Suggestions for Learning Activities

   1. Have students prepare a chart comparing the four major student loan programs. Ask students
      to highlight the purpose of each program, its advantages and disadvantages. These charts
      could be presented in class and used to stimulate a class discussion over types of interest rates
     and the future liabilities students incur in taking loans. For example, what are the
     implications of an unsubsidized vs. a subsidized loan for a student pursuing an education.
  2. Divide the students into groups of two. Have the students individually answer the first ten
     questions on the signs of credit trouble list. Ask the students to tally the number of questions
     to which they answered yes. After ten minutes, have the students compare the number of yes
     answers with their partner. Ask the pair to develop a couple of strategies to assist one another
     in reducing debt.
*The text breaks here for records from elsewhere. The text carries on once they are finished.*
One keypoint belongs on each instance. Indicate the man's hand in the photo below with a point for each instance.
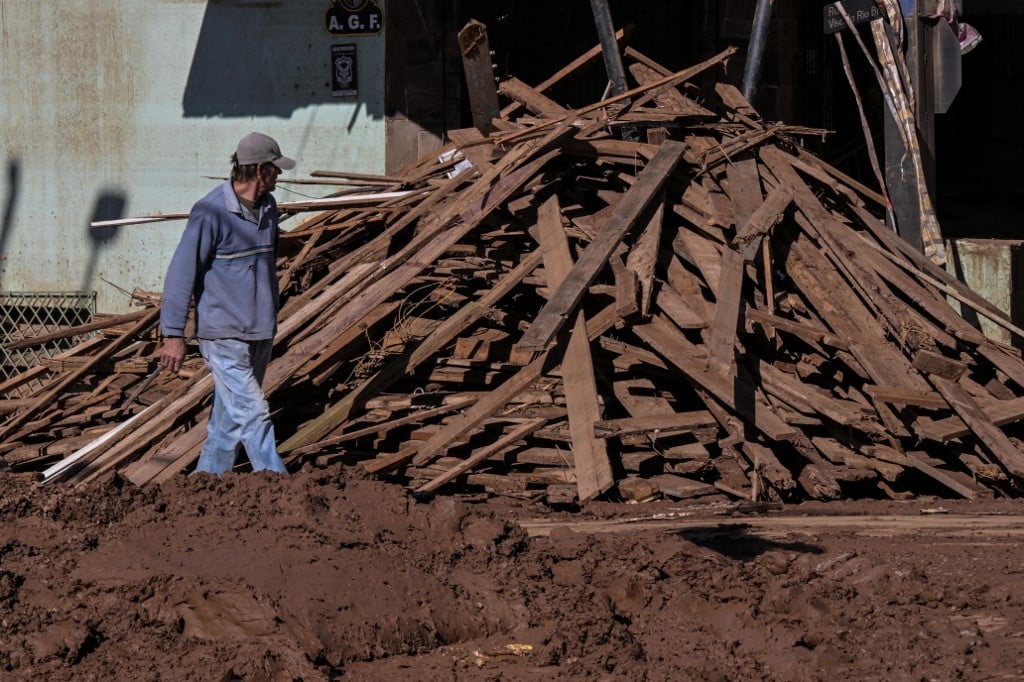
(174, 353)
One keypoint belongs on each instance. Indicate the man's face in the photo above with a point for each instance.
(267, 179)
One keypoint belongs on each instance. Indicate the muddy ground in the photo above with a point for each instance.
(327, 574)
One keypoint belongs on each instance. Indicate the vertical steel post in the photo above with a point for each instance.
(609, 46)
(756, 48)
(612, 59)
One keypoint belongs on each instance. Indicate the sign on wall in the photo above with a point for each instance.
(343, 71)
(353, 17)
(860, 11)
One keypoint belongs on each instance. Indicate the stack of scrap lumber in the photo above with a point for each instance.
(551, 311)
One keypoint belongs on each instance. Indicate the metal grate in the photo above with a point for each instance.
(30, 314)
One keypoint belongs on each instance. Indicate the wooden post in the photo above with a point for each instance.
(475, 48)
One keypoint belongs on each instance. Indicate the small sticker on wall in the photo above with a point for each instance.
(343, 69)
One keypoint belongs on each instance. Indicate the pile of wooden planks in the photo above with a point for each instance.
(551, 311)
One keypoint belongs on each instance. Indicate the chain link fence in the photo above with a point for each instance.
(28, 314)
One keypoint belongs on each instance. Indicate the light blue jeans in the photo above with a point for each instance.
(241, 417)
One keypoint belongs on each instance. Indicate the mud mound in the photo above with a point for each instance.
(323, 576)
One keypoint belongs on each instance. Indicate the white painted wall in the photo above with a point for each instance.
(120, 108)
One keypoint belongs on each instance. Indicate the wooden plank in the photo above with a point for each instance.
(740, 397)
(481, 454)
(595, 256)
(660, 424)
(406, 364)
(988, 432)
(476, 61)
(590, 454)
(642, 258)
(474, 146)
(999, 414)
(532, 99)
(486, 406)
(9, 430)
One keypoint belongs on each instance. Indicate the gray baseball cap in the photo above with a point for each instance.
(260, 148)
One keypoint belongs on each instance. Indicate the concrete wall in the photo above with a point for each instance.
(120, 108)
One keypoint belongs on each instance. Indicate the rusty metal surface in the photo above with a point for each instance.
(994, 268)
(120, 108)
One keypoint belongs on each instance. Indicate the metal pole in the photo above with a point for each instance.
(609, 46)
(756, 49)
(612, 59)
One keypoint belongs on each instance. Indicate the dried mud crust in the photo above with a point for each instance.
(325, 576)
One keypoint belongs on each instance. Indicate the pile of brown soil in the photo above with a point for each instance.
(323, 574)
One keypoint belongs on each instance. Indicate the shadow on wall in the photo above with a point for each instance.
(110, 206)
(9, 201)
(266, 59)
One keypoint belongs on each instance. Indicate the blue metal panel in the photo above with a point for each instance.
(120, 108)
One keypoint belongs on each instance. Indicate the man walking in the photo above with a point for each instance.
(226, 262)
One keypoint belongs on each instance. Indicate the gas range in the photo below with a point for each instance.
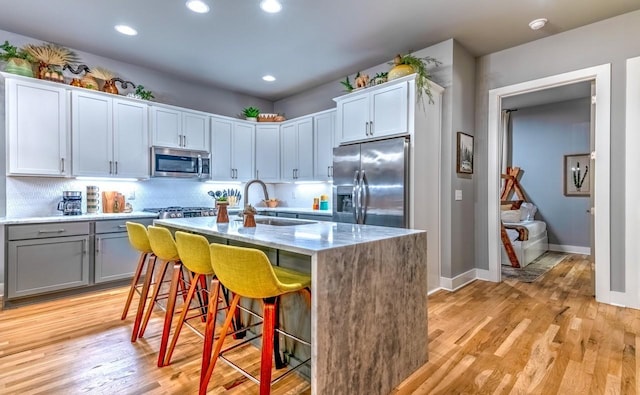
(182, 212)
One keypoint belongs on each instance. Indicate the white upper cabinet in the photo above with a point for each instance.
(268, 152)
(374, 113)
(232, 150)
(38, 135)
(176, 128)
(324, 137)
(110, 136)
(297, 150)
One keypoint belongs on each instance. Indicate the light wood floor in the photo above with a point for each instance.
(546, 337)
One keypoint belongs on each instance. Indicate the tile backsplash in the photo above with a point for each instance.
(39, 196)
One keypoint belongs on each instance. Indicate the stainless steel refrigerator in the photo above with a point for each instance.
(370, 183)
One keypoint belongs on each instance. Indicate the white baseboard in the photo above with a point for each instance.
(571, 249)
(459, 281)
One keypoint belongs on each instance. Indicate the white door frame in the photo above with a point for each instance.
(602, 76)
(632, 185)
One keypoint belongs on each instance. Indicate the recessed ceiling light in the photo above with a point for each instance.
(198, 6)
(538, 23)
(271, 6)
(124, 29)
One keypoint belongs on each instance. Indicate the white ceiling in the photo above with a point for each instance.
(309, 43)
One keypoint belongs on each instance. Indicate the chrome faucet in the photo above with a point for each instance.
(246, 190)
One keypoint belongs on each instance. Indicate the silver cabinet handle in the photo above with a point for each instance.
(51, 231)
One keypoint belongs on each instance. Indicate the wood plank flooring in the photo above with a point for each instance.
(546, 337)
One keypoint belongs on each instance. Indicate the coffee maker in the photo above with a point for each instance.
(71, 203)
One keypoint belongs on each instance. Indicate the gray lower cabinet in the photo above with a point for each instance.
(115, 259)
(38, 263)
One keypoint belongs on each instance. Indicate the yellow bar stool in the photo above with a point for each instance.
(248, 273)
(139, 240)
(196, 257)
(164, 248)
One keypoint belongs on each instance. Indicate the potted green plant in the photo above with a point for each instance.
(143, 94)
(409, 64)
(18, 61)
(251, 113)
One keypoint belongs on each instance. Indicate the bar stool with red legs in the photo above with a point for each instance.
(139, 240)
(247, 272)
(164, 247)
(196, 257)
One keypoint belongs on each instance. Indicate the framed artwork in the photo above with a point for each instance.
(464, 164)
(576, 175)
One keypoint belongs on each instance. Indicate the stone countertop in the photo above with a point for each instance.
(295, 210)
(73, 218)
(307, 238)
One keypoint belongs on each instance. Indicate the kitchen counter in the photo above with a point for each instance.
(368, 315)
(73, 218)
(293, 210)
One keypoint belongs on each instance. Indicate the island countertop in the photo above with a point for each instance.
(364, 280)
(306, 238)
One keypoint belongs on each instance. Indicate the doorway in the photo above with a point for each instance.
(600, 75)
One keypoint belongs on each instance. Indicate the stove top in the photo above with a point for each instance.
(182, 212)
If the students have not answered yes to a number of questions, have the
     students develop of list of suggestions for someone facing credit problems.
  3. Ask students to write a 1-2 page paper detailing the pros and cons of a home equity line of
     credit. The essay should be written after reading the following article available at,
     http://money.cnn.com/2005/08/18/real_estate/helocs_0509/index.htm
  4. Ask the class to conduct research on a reputable credit counseling service. Have the students
     find at least one service. After finding the service, ask the students to interview the company.
     For example, what is their success rate, what fees do they charge? Have the students write a
     one page essay on the service and the role it provides to consumers. An oral report could also
     be made to the class.


Suggestions for Additional Resources

  1.   http://www.ftc.gov/bcp/conline/edcams/credit/coninfo_reports.htm
  2.   www.salliemae.com
  3.   http://www.nelliemae.org/
  4.   For articles on consumer loans, The Wall Street Journal
  5.   Money Magazine
  6.   Kiplingers
  7.   http://www.moneyinstructor.com/creditcards.asp


Answers to Self-check Questions
 6.1
 1. Define collateral, variable rate loan, and lien.
    Collateral: Valuable assets or real property that can be taken by the lender in the event of a
     loan default.
    Variable-rate loan: Loan for which the rate of interest varies periodically with a changing
     market rate, such as the prime rate.
    Lien: Public notice of a right to real property.
 2. What types of loan payment arrangements are available? Single-payment or installment
    arrangements.

 6.2
 1. Define home equity. The difference between the market value of your home and the
    remaining balance on your mortgage loan
 2. List 3 types of consumer loans. Home equity, auto loans and student loans.
 3. Name 2 types of student loans. Stafford loans, PLUS loans and Perkins loans.
  6.3
 1. List two types of companies that finance higher risk customers. Consumer and sales finance
    companies
 2. Name two advantages of nonbank loans. Access and speed.

  6.4
 1. List eight signs that you may be in consumer credit trouble.
     You are at or over the limit on your credit account
     You make only minimum payments on your bills
     You pay your bills with money that was supposed to go for something else
     You use credit card debt to pay for normal living expenses
     You use dip into your savings to pay your bills
     You pay off one loan with another one
     You have had a credit card cancelled due to poor payment history
     You get letters or phone calls from creditors regarding overdue payments

  2. What are some guidelines for using credit appropriately?
       Don’t borrow money to pay for items you can’t afford to buy with cash, unless you
        have a specific plan for repaying the debt.
       If possible, pay your credit card balance in full by the due date in order to avoid
        finance charges.
       Keep track of monthly expenditures to ensure that your net monthly cash flow is on
        target.
       Limit yourself to a small number of credit cards.
       Avoid high-interest consumer credit.
       Avoid consumer credit with annual fees.
       Don’t use consumer credit to pay for regular expenditures unless you’re doing so in
        order to take advantage of free frequent flier miles and discounts and you plan to pay
        the balance in full each month.

 3. Name five debt reduction strategies recommended by financial counselors for people in
    trouble. Consolidate your debt at a lower rate, take a second job, develop a zero-based
    budget, live with family, sell assets.

6.5
 1. Cite the first two steps you should take if you can’t pay your debts. Immediately contact
    your creditors, obtain professional credit counseling.
 2. What are the two types of personal bankruptcy? Chapter 7 and Chapter 13.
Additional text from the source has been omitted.